A study from 2004 found that a group of man-made chemicals known as Polychlorinated biphenyl, or PCBs, were up to eight times more prevalent in farmed salmon than those caught in the wild, according to Harvard Health publishing.

While they have been banned for decades traces are often still found with the main place they crop up coming from food.

Hazardous waste sites are predominantly to blame for their release into the environment, the Environmental Defence Fund has explained.

With multiple cases of contamination then having been found amongst farmed salmon, scientists have warned eating them could lead to a greater risk of developing the illness.

Carcinogenic levels were found to be particularly high in British salmon, with the cheap farmed salmon that tends to dominate supermarket shelves potentially overall doing more harm than good for the person eating it, findings in the journal Science found.

Researchers said: “Risk analysis indicates that consumption of farmed Atlantic Salmon may pose health risks that detract from the beneficial effects of fish consumption."

Separate research published in another journal, Environmental Research, found that: “The biologic and toxic effect of PCBs and their metabolites are due in part to their ability to interact with several cellular and nuclear receptors, thereby altering signalling pathways and gene transcription.”

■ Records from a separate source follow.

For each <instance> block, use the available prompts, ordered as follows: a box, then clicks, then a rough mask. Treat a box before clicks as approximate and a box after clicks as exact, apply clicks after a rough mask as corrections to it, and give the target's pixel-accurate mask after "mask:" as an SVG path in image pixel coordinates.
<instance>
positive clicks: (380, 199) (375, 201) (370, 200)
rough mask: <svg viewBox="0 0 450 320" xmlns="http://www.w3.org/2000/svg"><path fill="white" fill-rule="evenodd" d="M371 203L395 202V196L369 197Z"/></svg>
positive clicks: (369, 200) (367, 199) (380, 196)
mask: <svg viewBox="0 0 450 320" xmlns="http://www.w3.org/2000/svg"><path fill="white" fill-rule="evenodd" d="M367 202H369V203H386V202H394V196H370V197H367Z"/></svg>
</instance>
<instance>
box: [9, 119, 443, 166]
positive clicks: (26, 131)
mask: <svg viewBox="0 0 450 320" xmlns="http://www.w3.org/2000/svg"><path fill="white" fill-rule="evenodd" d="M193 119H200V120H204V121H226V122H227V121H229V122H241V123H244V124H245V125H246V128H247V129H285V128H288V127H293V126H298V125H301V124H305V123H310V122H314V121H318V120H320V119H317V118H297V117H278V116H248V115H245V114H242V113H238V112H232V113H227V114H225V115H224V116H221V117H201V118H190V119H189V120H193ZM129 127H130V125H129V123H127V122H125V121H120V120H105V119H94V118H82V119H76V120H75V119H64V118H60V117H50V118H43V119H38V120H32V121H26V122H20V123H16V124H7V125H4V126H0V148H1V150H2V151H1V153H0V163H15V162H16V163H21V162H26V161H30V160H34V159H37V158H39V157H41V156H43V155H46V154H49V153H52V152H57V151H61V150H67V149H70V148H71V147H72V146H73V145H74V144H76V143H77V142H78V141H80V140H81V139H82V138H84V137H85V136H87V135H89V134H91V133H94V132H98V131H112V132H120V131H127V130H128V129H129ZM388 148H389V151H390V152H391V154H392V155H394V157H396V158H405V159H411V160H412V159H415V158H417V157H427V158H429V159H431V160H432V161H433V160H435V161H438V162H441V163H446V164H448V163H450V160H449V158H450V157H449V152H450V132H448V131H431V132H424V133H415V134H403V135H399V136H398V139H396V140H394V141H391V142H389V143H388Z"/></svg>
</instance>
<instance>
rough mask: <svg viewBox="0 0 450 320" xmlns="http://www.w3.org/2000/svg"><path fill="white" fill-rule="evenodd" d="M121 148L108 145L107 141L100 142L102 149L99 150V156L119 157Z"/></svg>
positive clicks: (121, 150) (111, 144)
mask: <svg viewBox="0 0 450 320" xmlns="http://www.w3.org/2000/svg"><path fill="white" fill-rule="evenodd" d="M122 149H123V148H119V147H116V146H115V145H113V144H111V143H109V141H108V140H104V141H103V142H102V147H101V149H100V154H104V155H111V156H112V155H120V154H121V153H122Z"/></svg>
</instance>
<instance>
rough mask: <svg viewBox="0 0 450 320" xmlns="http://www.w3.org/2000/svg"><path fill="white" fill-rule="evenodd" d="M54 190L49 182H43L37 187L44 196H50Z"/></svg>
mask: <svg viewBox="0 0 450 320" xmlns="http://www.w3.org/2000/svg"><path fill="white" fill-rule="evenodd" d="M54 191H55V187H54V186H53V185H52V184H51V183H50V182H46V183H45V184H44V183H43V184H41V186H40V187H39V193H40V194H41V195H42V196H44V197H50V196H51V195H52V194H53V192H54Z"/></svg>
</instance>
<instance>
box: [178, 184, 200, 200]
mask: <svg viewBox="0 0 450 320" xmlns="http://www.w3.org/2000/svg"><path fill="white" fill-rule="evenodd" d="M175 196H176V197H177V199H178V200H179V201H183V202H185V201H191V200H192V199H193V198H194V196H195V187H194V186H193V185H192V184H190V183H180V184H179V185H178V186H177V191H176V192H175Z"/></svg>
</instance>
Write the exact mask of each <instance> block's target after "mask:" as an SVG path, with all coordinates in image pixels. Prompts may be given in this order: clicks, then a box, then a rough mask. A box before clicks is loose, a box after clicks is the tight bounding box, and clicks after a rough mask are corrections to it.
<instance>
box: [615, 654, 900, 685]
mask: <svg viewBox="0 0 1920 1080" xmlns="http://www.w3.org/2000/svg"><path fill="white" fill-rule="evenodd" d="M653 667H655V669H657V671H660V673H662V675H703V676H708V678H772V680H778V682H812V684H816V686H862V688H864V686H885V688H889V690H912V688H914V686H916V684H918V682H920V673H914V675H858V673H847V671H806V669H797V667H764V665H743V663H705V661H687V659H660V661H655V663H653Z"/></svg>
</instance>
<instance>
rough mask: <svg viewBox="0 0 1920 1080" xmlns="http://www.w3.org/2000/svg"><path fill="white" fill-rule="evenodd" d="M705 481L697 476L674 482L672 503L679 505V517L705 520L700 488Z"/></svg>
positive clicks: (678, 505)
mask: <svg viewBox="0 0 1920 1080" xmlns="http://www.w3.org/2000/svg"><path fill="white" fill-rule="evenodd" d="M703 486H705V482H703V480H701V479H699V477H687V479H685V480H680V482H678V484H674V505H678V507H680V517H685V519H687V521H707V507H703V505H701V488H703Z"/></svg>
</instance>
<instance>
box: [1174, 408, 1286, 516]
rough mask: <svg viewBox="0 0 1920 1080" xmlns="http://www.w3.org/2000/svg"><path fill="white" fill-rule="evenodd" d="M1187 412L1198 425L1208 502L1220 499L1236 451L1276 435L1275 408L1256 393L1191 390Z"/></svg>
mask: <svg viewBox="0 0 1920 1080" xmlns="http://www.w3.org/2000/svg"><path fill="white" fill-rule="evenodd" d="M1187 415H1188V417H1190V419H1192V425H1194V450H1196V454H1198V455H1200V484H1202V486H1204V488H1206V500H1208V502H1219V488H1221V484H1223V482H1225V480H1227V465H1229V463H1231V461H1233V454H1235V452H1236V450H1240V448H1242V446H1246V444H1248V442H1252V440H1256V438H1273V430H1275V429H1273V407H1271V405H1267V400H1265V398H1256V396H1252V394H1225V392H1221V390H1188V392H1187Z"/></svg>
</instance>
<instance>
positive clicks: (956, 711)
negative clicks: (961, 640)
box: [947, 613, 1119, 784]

To test this, they carried out a study on 58 prostate cancers along with 99 controls. They found that: “In multivariate analyses, the odds of prostate cancer among men with the highest concentrations of moderately chlorinated PCB was over two times that among men with the lowest concentration.

“These results suggest that a higher burden of PCBs may be positively associated with an increased risk of prostate cancer."

Additional research also indicates that it could lead to higher levels of breast cancer.

Disputing these findings, the Illinois Department of Public health said: “There is no evidence that PCBs cause cancer at the low levels normally found in the environment.”

“Studies of human workers exposed to high levels of PCBs, have not consistently shown that PCBs cause cancer."